My shopping experience went from bad to worse. At a kids’ clothing store, I waited in line as each mom was asked, “would you like to give us your e-mail address and get $250 worth of coupons, would you like to subscribe to this magazine for the discounted price of $20, yada, yada.” And I was amazed at how many people provided their phone number AND e-mail simply when asked! When it was my turn, I paid cash and said no thanks when asked for my phone number, address and e-mail.
So I got to thinking. What is my e-mail address worth and when am I willing to share it with a site or vendor?
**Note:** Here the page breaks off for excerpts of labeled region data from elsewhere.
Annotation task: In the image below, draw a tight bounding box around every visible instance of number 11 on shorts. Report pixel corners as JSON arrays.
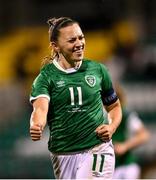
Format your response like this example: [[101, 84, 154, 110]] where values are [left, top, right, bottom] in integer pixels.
[[92, 154, 105, 172]]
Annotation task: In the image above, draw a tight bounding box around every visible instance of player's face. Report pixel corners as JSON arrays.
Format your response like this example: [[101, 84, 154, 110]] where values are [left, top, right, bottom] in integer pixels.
[[57, 23, 85, 64]]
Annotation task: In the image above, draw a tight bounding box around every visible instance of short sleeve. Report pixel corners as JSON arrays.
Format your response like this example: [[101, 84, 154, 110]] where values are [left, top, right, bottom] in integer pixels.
[[100, 64, 118, 106], [30, 72, 50, 103]]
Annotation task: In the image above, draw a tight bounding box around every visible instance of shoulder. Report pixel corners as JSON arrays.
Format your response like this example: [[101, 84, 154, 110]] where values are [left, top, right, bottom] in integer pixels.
[[40, 63, 54, 75], [84, 59, 107, 71]]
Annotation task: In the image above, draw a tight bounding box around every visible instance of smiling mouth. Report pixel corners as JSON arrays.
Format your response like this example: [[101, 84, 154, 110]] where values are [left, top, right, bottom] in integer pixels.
[[73, 46, 84, 54]]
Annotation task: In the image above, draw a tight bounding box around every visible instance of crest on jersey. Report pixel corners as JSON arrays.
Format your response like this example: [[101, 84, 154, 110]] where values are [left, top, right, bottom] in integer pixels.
[[85, 75, 96, 87]]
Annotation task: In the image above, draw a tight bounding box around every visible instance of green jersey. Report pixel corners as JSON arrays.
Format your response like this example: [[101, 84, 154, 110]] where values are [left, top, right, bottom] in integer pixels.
[[30, 59, 117, 153]]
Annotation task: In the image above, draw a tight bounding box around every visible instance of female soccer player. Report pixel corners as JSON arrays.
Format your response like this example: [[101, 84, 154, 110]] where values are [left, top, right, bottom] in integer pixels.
[[30, 17, 122, 179]]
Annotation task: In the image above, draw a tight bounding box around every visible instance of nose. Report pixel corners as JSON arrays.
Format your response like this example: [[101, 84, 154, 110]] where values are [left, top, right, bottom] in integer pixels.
[[75, 39, 84, 47]]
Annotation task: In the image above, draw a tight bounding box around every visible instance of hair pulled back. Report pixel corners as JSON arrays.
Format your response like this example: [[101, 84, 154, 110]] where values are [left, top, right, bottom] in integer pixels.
[[43, 17, 79, 65]]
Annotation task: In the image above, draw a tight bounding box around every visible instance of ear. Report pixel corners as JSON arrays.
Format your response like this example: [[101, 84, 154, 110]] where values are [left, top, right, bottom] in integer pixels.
[[50, 42, 60, 52]]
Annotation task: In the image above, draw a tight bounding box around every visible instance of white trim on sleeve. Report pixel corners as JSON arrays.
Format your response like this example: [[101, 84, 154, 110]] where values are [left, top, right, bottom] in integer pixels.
[[30, 94, 50, 103]]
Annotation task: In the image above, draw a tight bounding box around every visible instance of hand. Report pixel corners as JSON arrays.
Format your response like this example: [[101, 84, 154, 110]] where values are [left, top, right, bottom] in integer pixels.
[[95, 124, 114, 142], [114, 143, 128, 156], [30, 124, 43, 141]]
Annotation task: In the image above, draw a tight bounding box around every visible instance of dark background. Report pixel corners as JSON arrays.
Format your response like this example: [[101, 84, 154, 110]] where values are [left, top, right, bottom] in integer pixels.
[[0, 0, 156, 178]]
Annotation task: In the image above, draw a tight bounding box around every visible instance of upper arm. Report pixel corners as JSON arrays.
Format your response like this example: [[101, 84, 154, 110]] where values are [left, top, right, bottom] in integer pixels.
[[105, 99, 121, 112], [33, 97, 49, 114], [30, 72, 50, 103], [101, 65, 118, 106]]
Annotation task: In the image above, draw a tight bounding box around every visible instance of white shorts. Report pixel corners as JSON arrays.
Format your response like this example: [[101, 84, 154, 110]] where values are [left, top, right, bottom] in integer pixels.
[[113, 163, 140, 179], [50, 141, 115, 179]]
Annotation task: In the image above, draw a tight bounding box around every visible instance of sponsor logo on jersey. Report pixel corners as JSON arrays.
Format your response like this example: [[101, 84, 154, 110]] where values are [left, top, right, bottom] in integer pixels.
[[85, 75, 96, 87], [56, 80, 65, 87]]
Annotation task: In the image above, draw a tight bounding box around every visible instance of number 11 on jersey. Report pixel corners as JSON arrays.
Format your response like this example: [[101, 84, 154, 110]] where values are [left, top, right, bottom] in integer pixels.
[[69, 87, 82, 106]]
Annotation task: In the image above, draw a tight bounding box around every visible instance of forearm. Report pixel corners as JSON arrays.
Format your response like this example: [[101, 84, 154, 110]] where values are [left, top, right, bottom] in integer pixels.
[[107, 100, 122, 133], [30, 107, 47, 129]]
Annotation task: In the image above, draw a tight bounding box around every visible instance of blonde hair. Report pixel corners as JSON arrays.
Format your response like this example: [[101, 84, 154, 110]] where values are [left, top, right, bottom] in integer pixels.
[[42, 17, 79, 65]]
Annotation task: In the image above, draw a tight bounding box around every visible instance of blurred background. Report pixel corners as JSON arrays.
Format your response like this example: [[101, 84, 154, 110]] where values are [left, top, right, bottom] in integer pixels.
[[0, 0, 156, 179]]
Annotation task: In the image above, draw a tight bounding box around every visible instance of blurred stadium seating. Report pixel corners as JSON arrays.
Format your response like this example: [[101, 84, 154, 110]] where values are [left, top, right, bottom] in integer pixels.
[[0, 0, 156, 179]]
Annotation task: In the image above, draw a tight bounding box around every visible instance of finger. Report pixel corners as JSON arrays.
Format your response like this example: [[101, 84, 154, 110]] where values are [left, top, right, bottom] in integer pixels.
[[95, 125, 104, 131], [31, 137, 41, 141], [31, 134, 41, 138], [30, 125, 42, 131]]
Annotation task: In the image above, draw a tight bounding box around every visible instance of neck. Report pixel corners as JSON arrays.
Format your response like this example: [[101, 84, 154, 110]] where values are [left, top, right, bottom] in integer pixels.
[[57, 53, 82, 69]]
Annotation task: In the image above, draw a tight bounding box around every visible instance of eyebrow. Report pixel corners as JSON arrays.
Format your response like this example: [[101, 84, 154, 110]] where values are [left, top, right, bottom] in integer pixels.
[[67, 34, 84, 41]]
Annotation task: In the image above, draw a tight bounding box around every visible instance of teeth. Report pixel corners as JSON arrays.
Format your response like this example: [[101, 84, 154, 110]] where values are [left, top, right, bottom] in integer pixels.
[[75, 47, 83, 51]]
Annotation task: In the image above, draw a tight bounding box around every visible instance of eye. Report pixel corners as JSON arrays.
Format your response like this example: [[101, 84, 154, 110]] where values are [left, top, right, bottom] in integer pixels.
[[79, 36, 84, 40], [68, 38, 76, 43]]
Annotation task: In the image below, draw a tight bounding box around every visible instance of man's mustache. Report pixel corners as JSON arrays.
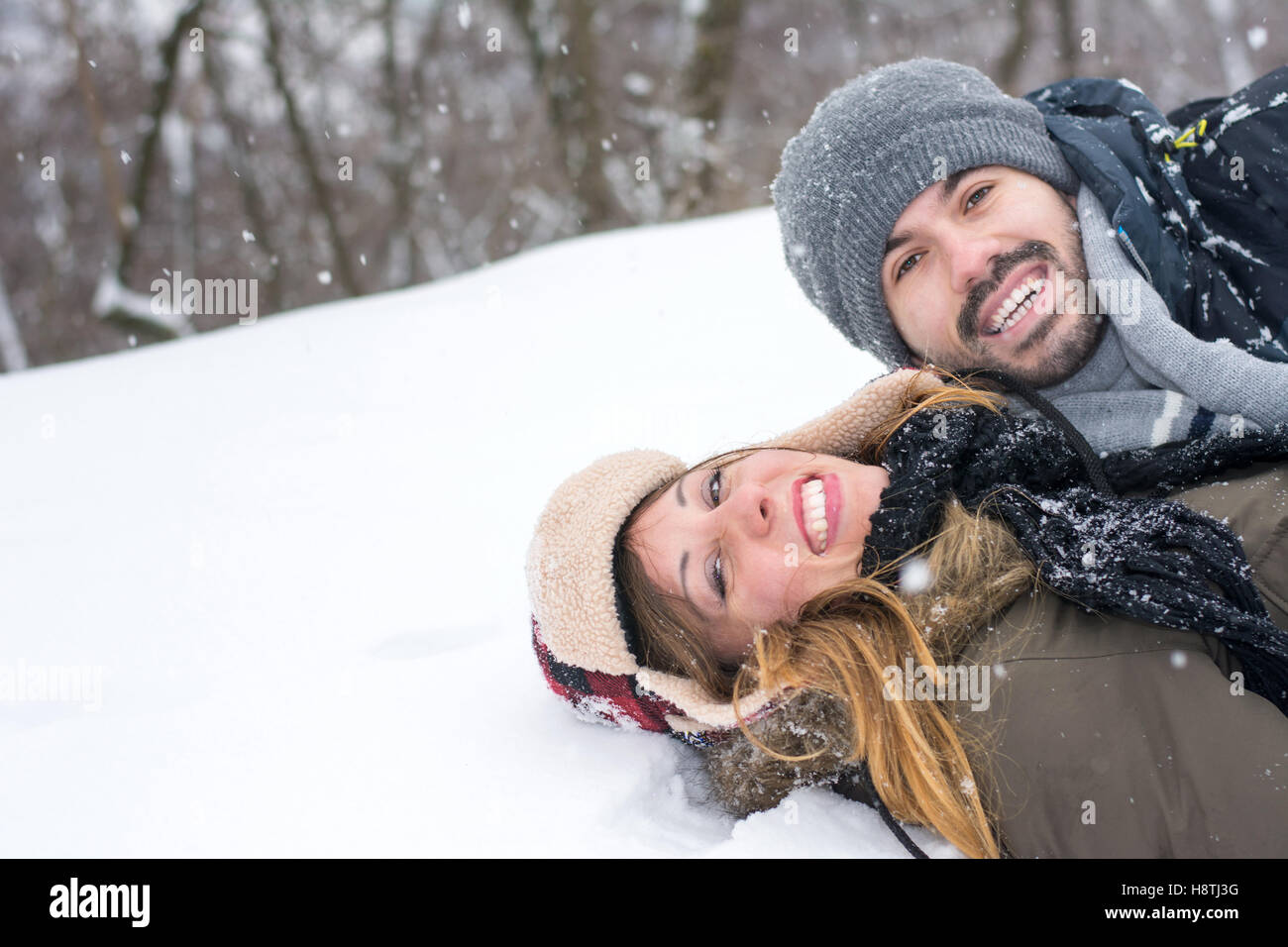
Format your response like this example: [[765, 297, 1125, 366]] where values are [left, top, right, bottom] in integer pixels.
[[957, 240, 1060, 344]]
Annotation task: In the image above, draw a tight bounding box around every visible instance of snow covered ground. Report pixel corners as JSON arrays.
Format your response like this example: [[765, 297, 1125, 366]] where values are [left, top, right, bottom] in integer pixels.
[[0, 209, 956, 857]]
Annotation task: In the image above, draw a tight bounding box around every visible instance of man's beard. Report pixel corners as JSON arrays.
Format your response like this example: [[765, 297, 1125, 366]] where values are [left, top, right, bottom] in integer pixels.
[[950, 232, 1109, 388]]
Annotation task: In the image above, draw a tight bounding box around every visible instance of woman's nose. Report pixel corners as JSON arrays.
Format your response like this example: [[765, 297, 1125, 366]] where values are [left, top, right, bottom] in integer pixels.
[[729, 481, 778, 539]]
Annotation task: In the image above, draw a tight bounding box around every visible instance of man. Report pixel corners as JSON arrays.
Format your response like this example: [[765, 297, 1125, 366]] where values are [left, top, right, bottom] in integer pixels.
[[773, 59, 1288, 453]]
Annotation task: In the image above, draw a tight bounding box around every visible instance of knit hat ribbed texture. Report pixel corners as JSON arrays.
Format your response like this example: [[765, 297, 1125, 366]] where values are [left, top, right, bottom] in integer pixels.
[[770, 59, 1079, 368]]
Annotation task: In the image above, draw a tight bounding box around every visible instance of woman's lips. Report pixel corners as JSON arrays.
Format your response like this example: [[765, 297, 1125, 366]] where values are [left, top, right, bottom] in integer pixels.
[[793, 474, 844, 556]]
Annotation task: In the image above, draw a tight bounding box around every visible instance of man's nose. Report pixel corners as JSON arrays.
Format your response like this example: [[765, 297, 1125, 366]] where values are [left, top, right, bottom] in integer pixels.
[[944, 228, 1005, 296]]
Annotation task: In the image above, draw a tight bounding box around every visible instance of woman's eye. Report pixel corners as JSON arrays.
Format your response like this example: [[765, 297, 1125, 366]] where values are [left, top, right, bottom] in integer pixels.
[[707, 467, 724, 506]]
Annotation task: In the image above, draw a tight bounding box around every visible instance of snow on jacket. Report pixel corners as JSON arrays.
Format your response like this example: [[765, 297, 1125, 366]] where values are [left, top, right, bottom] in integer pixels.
[[952, 462, 1288, 857], [1024, 65, 1288, 362]]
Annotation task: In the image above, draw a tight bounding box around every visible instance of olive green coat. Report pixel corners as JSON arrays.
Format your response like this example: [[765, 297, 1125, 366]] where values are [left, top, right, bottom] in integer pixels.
[[950, 463, 1288, 857]]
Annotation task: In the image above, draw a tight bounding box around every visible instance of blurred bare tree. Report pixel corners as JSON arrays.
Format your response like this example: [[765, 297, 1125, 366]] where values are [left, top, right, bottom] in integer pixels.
[[0, 0, 1288, 371]]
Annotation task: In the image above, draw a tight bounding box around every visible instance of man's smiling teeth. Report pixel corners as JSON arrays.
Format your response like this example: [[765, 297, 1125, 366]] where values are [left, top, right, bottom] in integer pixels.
[[984, 275, 1046, 335], [802, 479, 827, 553]]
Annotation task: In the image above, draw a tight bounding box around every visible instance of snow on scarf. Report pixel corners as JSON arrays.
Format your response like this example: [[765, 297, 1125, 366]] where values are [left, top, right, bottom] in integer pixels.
[[863, 407, 1288, 714]]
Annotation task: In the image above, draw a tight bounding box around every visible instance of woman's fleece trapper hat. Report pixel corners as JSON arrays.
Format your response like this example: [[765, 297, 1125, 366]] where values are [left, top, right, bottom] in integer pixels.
[[770, 59, 1079, 368], [527, 368, 937, 742]]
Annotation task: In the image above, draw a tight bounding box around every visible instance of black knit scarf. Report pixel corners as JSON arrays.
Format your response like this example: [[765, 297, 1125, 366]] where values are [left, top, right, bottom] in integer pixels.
[[863, 406, 1288, 714]]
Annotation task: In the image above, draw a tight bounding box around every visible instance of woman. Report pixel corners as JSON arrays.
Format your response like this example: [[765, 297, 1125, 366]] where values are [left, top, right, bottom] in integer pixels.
[[528, 371, 1288, 857]]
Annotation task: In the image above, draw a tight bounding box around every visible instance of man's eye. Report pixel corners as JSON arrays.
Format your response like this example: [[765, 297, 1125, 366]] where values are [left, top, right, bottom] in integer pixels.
[[966, 184, 993, 207], [894, 254, 921, 279]]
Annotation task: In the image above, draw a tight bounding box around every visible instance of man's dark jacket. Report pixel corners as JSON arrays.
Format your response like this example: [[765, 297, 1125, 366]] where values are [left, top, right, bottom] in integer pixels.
[[1025, 65, 1288, 363]]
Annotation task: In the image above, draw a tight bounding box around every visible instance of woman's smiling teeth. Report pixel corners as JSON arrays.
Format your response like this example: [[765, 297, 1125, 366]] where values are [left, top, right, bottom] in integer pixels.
[[984, 275, 1046, 335], [802, 479, 827, 553]]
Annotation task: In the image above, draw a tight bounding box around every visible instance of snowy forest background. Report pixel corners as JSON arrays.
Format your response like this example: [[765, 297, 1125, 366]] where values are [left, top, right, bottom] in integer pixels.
[[0, 0, 1288, 371]]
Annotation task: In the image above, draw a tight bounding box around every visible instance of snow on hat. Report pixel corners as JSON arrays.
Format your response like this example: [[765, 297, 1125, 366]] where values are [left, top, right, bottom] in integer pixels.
[[770, 59, 1078, 368], [527, 368, 937, 743]]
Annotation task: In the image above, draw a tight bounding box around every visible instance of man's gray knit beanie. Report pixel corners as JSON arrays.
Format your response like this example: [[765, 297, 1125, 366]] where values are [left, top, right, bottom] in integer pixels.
[[772, 59, 1078, 368]]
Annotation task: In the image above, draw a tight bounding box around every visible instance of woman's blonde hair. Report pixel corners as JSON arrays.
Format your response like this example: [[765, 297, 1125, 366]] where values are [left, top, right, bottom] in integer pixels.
[[615, 373, 1035, 858]]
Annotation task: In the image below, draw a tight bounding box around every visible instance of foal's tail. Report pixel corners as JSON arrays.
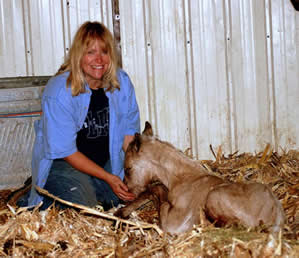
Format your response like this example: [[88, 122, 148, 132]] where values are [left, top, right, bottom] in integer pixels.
[[269, 188, 285, 233]]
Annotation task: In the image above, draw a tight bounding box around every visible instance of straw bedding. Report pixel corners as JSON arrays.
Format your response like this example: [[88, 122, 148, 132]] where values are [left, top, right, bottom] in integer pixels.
[[0, 145, 299, 257]]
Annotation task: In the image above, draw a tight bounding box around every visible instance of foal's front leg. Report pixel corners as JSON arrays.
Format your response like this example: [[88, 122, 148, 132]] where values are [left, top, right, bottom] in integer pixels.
[[114, 183, 168, 218]]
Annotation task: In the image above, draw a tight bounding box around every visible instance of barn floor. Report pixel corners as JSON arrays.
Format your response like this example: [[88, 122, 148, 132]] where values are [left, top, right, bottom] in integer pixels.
[[0, 146, 299, 257]]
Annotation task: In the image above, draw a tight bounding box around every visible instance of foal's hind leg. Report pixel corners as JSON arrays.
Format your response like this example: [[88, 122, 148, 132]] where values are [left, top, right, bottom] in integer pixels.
[[114, 183, 168, 218]]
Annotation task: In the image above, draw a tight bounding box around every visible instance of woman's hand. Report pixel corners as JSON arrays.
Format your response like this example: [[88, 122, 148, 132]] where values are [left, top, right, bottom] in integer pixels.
[[107, 174, 136, 201]]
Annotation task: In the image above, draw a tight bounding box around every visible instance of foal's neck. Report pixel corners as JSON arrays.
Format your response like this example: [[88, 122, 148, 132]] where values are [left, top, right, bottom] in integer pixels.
[[155, 144, 207, 189]]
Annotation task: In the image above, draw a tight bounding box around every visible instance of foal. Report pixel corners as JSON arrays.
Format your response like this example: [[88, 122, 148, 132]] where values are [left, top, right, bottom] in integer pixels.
[[117, 122, 284, 233]]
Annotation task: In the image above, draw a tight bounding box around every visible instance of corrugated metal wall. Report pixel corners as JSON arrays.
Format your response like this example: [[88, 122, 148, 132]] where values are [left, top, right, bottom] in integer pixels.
[[0, 0, 299, 177], [119, 0, 299, 158]]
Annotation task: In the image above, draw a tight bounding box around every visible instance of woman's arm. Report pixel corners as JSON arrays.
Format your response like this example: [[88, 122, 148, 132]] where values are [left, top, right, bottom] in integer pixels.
[[64, 151, 135, 201]]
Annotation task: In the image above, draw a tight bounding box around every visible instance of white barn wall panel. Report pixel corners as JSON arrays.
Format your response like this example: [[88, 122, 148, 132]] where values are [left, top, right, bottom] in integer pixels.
[[119, 0, 299, 158], [0, 0, 113, 78]]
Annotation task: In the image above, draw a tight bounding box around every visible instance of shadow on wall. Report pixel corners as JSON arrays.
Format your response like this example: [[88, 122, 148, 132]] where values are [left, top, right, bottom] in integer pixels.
[[291, 0, 299, 11]]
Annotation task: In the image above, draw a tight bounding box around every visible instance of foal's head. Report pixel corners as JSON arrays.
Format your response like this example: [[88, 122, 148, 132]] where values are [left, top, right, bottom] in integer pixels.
[[124, 122, 161, 195]]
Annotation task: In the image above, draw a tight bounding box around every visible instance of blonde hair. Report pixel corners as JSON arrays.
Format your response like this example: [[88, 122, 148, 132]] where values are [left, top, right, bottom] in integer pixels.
[[56, 21, 120, 96]]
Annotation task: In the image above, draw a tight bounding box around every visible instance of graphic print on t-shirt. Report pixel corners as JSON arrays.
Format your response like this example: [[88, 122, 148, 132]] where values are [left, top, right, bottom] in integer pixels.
[[76, 89, 110, 167], [83, 107, 109, 139]]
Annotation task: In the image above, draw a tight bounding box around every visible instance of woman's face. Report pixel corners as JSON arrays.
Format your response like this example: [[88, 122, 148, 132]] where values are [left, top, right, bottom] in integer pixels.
[[81, 39, 110, 89]]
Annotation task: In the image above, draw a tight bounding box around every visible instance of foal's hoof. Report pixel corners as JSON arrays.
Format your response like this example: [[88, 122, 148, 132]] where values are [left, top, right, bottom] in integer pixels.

I thought about all the sites I’ve visited recently that required registration; on most of these sites, I just clicked away because I wasn’t willing to provide my precious contact information. On the other hand, I willingly provided my e-mail address to Nordstrom (one of my favorite retailers), Amazon, MarketingSherpa, the New York Times, Barnes & Noble and Epicurious. And yes, I actually like getting my weekly recipes from Epicurious and fashion updates from Nordstrom. I read my Sherpa e-mails and New York Times digests religiously. And I use the Barnes & Noble coupons that come via e-mail.
Bottom line for me: I have to already be a believer in your brand and content for me to give up my e-mail, and you can’t buy it from me for $5, not even $100.